When Davis defied an order from federal judge David Bunning to end her charade, Bunning held her in contempt of court and threw her in jail. All but one of her deputy clerks promised to comply with Bunning’s order, and Bunning released Davis after she promised not to interfere with them. However, Davis’ attorneys tried — and failed — to have any licenses rejected that didn’t bear Davis’ name. When Davis returned to work, she significantly altered the license forms. She removed all mention of her name, the county’s name and to her deputy clerks. Only a deputy’s name is on the form — but not his or her title.
The gay and straight couples who originally sued Davis thought these changes could call the licenses’ validity into question. In September, with the help of the ACLU, they asked Bunning to order Davis to resume using the original forms. On Monday, Davis’ attorneys filed a brief opposing that request. Read the brief here. While it’s 35 pages long, it contains a very telling sentence in the introduction:
“As they did in their motion to reopen class certification proceedings, Plaintiffs conveniently fail to acknowledge (again) that marriage licenses are being issued in Rowan County, which the Kentucky Governor and Kentucky Attorney General have approved as valid, which are recognized by the Commonwealth of Kentucky, and which are deemed acceptable by the couples who received them.”
That’s quite a sea change from Davis’ past filings. Remember, Davis has maintained, both in her own voice and in the voices of her attorneys, that it would be anathema for her to grant a marriage license to a same-sex couple since she would effectively be approving the marriage. Davis, a devout Apostolic/Oneness Pentecostal, maintained the Supreme Court and Governor Steve Beshear were forcing her to make “a Heaven or Hell decision.” She even went as far as to claim she was at risk for “irreparable injury” if she was forced to resume granting marriage licenses. Earlier this month, the Family Research Council gave Davis an award for her obstinacy, in the process, putting her on the same pedestal as a woman who was actually threatened with execution for not renouncing Christianity in favor of Islam.
Now Davis has tacitly admitted the licenses are indeed valid. Granted, that concession didn’t come without some prodding. After all, the area’s U. S. Attorney had all but announced that if Davis kept up her charade, he would have her charged with felony civil rights violations. Had Davis been convicted, she would have been automatically removed from office. As a convicted felon, she would have faced an uphill battle to get any job worth getting. She also faced the prospect of state charges for official misconduct, but unlike the federal charges, conviction on those wouldn’t have carried immediate removal from office.
Davis should be heavily fined for this latest stunt. After all, she almost certainly knew it would at least put the validity of the licenses into doubt.

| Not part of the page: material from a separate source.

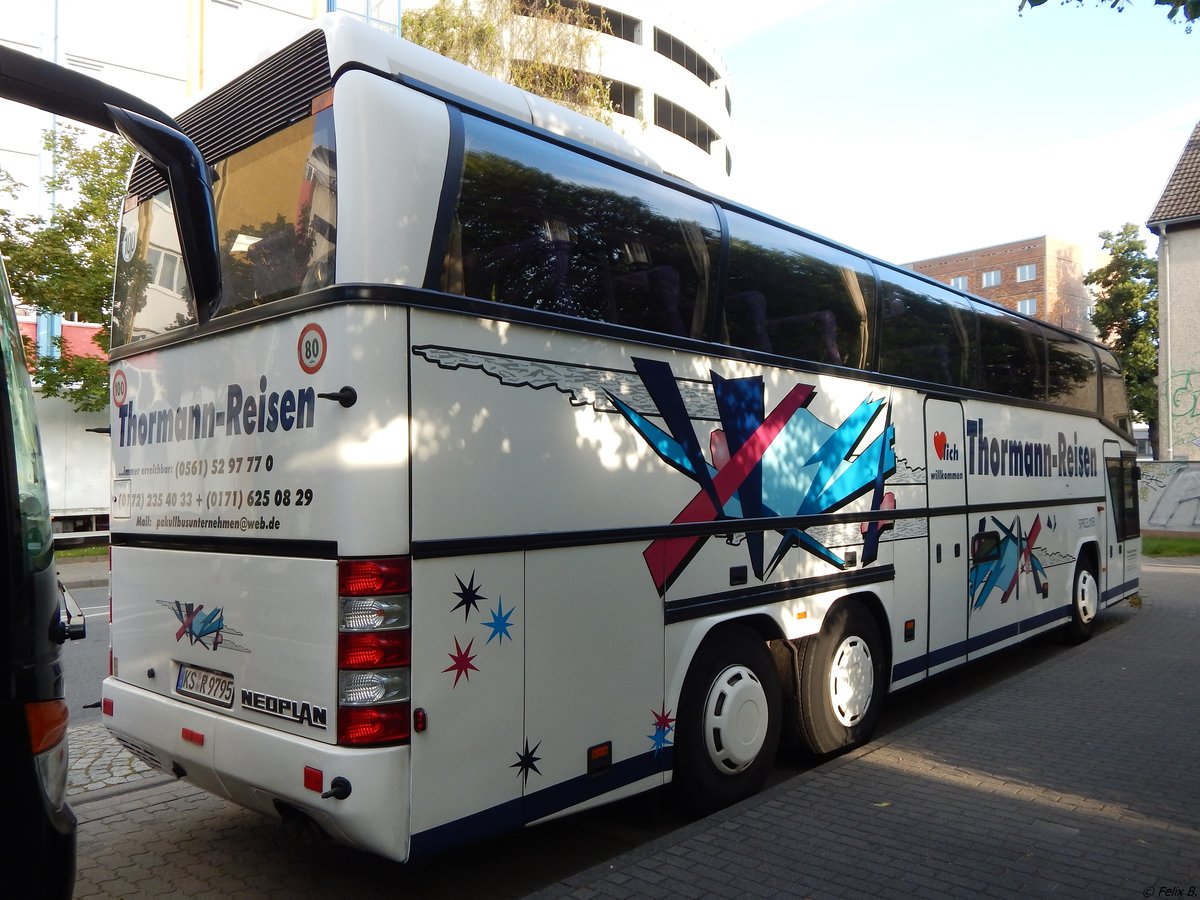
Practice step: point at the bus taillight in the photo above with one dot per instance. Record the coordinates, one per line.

Her attorneys ought to be fined for this, as well. She almost certainly altered the forms on their advice, and they had to have known it could potentially invalidate the licenses. Still, it’s worth noting that Davis and her attorneys appear to have come to their senses. The stigma of being dragged into court for a criminal case that would result in all-but-certain conviction has a way of changing people’s perspective, doesn’t it?